Einheimischen-Modell zum Hausbau im Allgäu: So läuft es in der Realität
Das Vergabesystem sorgt dafür, dass Bauplätze transparent verteilt werden. Hiesige Bewerber haben einen Vorteil. Doch geht diese Rechnung noch auf?
Man stelle sich vor, man will ein Haus bauen. Ein schönes großes soll es sein, für die ganze Familie. Am besten natürlich im Heimatdorf – schließlich wohnten schon Oma, Papa und die Tante hier. Man bewirbt sich also um den Bauplatz. Es kommt zur Vergabe – doch man geht leer aus. Ein Mitbewerber aus der Stadt hat das Grundstück erworben. Man selbst muss verzichten. Fälle wie dieses fiktive Beispiel wollen Einheimischen-Modelle verhindern. Hiesige Bewohner erhalten durch ein Punktesystem gegenüber Fremden einen Vorteil. Gleichzeitig soll es unter Einheimischen gerecht und transparent zugehen. So steht es in Leitlinien festgeschrieben. Doch wie sieht es in der Realität aus, wenn sich weniger Einheimische einen Bau leisten können?

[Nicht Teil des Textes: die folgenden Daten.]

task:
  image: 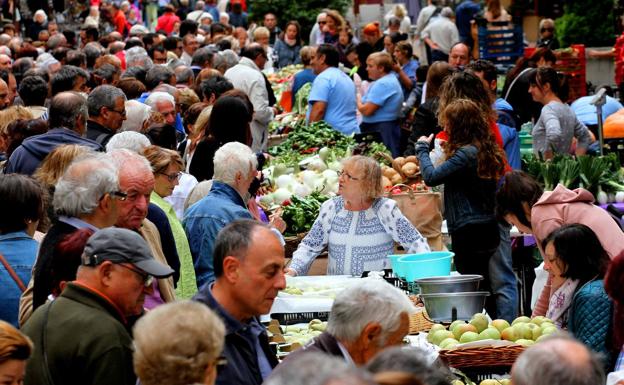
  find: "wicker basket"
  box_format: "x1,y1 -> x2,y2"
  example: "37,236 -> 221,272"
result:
409,310 -> 435,334
284,233 -> 306,258
438,345 -> 525,369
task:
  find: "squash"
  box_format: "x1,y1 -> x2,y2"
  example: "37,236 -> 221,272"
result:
604,109 -> 624,139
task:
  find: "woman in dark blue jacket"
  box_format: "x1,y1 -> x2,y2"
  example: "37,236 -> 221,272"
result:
415,98 -> 506,302
542,224 -> 614,369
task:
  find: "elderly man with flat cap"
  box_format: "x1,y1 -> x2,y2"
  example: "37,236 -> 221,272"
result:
22,227 -> 174,385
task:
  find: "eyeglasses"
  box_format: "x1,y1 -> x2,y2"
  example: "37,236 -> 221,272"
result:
338,170 -> 360,181
319,21 -> 326,25
117,263 -> 154,287
541,27 -> 554,33
109,107 -> 127,117
159,171 -> 182,182
111,191 -> 128,201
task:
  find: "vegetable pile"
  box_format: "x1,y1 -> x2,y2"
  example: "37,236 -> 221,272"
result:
281,192 -> 330,236
523,153 -> 624,204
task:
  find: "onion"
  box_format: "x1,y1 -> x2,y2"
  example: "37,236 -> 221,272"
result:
322,170 -> 338,180
273,188 -> 292,203
293,182 -> 312,197
616,191 -> 624,203
596,189 -> 608,205
307,158 -> 328,172
328,161 -> 342,172
258,194 -> 274,206
299,170 -> 319,189
276,174 -> 294,189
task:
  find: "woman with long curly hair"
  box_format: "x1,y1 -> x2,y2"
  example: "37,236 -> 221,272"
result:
415,98 -> 506,310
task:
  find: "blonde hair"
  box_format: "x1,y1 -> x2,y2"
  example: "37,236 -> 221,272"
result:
325,10 -> 345,32
392,4 -> 407,19
253,26 -> 270,41
0,320 -> 33,365
342,155 -> 383,200
142,145 -> 184,174
177,88 -> 200,111
368,52 -> 394,73
34,144 -> 93,187
0,106 -> 34,134
133,301 -> 225,385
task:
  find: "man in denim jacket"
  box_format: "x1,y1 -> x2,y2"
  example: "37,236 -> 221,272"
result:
184,142 -> 257,289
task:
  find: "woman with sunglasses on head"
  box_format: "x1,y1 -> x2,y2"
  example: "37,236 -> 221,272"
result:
286,155 -> 430,277
536,18 -> 559,50
142,145 -> 197,299
529,67 -> 593,160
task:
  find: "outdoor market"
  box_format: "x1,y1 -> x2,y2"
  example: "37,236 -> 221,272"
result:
0,0 -> 623,384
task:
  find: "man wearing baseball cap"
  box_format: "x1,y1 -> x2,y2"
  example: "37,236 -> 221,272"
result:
22,227 -> 174,385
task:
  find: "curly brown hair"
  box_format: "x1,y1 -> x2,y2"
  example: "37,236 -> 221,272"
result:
440,99 -> 506,180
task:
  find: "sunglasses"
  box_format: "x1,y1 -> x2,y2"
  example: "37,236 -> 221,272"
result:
319,21 -> 326,25
541,27 -> 554,33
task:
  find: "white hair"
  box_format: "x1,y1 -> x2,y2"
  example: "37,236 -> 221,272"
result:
120,100 -> 152,132
212,142 -> 257,186
109,148 -> 153,176
220,12 -> 229,22
106,131 -> 151,153
126,46 -> 153,70
145,91 -> 175,110
34,9 -> 48,24
53,153 -> 119,217
316,12 -> 327,22
326,279 -> 415,344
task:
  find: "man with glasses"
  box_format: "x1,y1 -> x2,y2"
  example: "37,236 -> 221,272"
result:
5,92 -> 103,175
22,153 -> 125,322
23,227 -> 174,385
309,12 -> 327,47
110,148 -> 178,307
87,85 -> 128,147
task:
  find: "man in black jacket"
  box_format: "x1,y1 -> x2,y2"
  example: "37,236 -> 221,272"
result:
193,219 -> 285,385
86,85 -> 128,146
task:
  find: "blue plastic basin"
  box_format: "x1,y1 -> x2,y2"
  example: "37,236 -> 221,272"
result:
387,254 -> 405,278
397,251 -> 454,282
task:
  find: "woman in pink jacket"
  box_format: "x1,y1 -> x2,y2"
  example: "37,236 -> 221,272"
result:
496,170 -> 624,316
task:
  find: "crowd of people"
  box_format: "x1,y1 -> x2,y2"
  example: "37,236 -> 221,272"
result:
0,0 -> 623,384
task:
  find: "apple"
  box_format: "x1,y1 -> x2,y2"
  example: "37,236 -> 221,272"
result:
432,330 -> 455,346
526,323 -> 541,340
459,331 -> 480,344
512,316 -> 531,325
470,313 -> 489,333
540,322 -> 555,331
513,323 -> 533,340
427,324 -> 447,343
440,338 -> 460,349
490,319 -> 511,333
479,327 -> 501,340
452,323 -> 478,340
541,326 -> 558,336
515,339 -> 535,347
501,326 -> 520,342
530,316 -> 552,326
449,320 -> 466,331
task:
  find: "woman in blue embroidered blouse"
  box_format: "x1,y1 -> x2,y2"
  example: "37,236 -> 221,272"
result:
286,155 -> 430,277
0,174 -> 45,327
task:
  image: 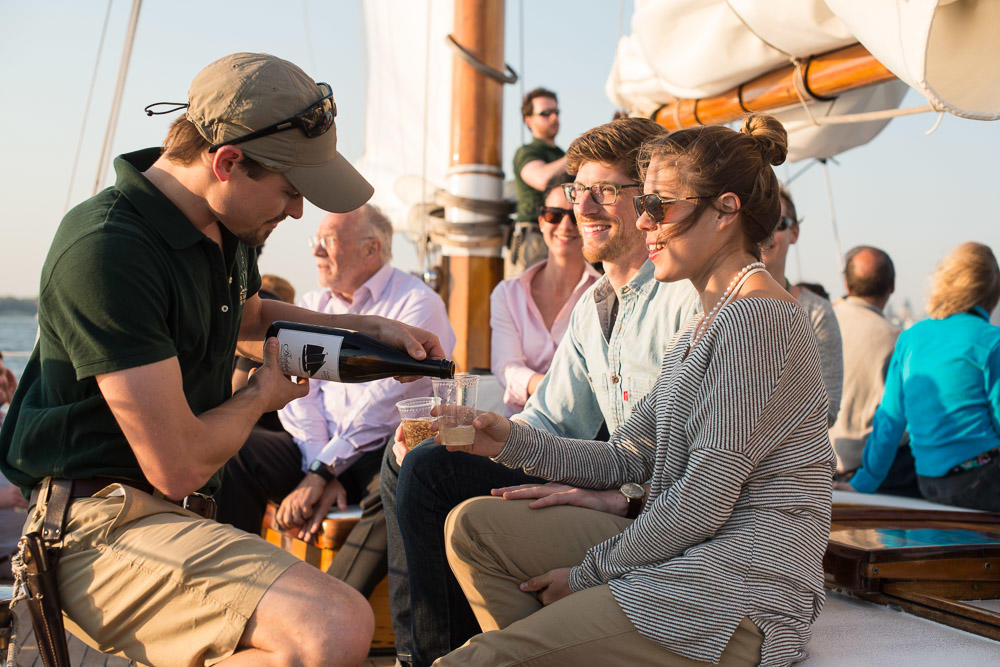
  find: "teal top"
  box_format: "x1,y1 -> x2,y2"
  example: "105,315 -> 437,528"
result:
0,149 -> 260,493
516,261 -> 700,438
851,307 -> 1000,492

Matthias Simon ist der Direktor des Bayerischen Gemeindetages. Er beschäftigt sich mit Bauthemen und sagt: "Die Vergabematrix kann nichts dafür, dass der Hausbau teurer ist." Das Einheimischen-Modell sei zeitlos – "das wird es immer geben". Dadurch könnten sozialpolitische Ziele verfolgt werden. Ändern müsse sich in der jetzigen Situation, mit hohen Zinsen und Baukosten, nicht die Vergaberichtlinie, sondern eher das Bauland: Kleinere Grundstücke für Einfamilienhäuser oder zum Beispiel mehr Geschosswohnungsbau.
Hausbau-Modell: So macht es eine Allgäuer Gemeinde
Die Gemeinde Oy-Mittelberg (Kreis Oberallgäu) bereitet sich schon darauf vor, dass sich womöglich nur noch wenige Einheimische bewerben. Beim jüngsten Baugebiet hatten sich laut des Bürgermeisters 99 Menschen für acht Grundstücke interessiert. Davon erreichten 18 über 90 Punkte des Kriterienkataloges, zum Zuge kamen nur Bewerbungen mit über 100 Punkten. Würden alle verfügbaren Grundstücke angeboten, liefe die Gemeinde bei geringer Nachfrage Gefahr, Flächen auch an Bewerberinnen und Bewerber mit beispielsweise nur 30 Punkten vergeben zu müssen – also auch an weniger ortsgebundene Menschen. Die Lösung der Gemeinde: In der ersten Runde werden eben nur acht Grundstücke angeboten.
Der Markt Sulzberg, ebenfalls im Oberallgäu, verbessert dagegen seine Vergaberichtlinie: "Wir wollen die eigenen Leute im Dorf unterbringen", sagt Bürgermeister Gerhard Frey. Sulzberg habe erst kürzlich beschlossen, das bestehende Einheimischen-Modell zu ändern. Das alte System habe nicht mehr ausgereicht, auch rechtlich nicht mehr. Der Gemeinderat muss nun festlegen, wie er die einzelnen Kriterien gewichten will. "Das Ganze braucht wahnsinnig viel Überlegung und Zeit", sagt Frey.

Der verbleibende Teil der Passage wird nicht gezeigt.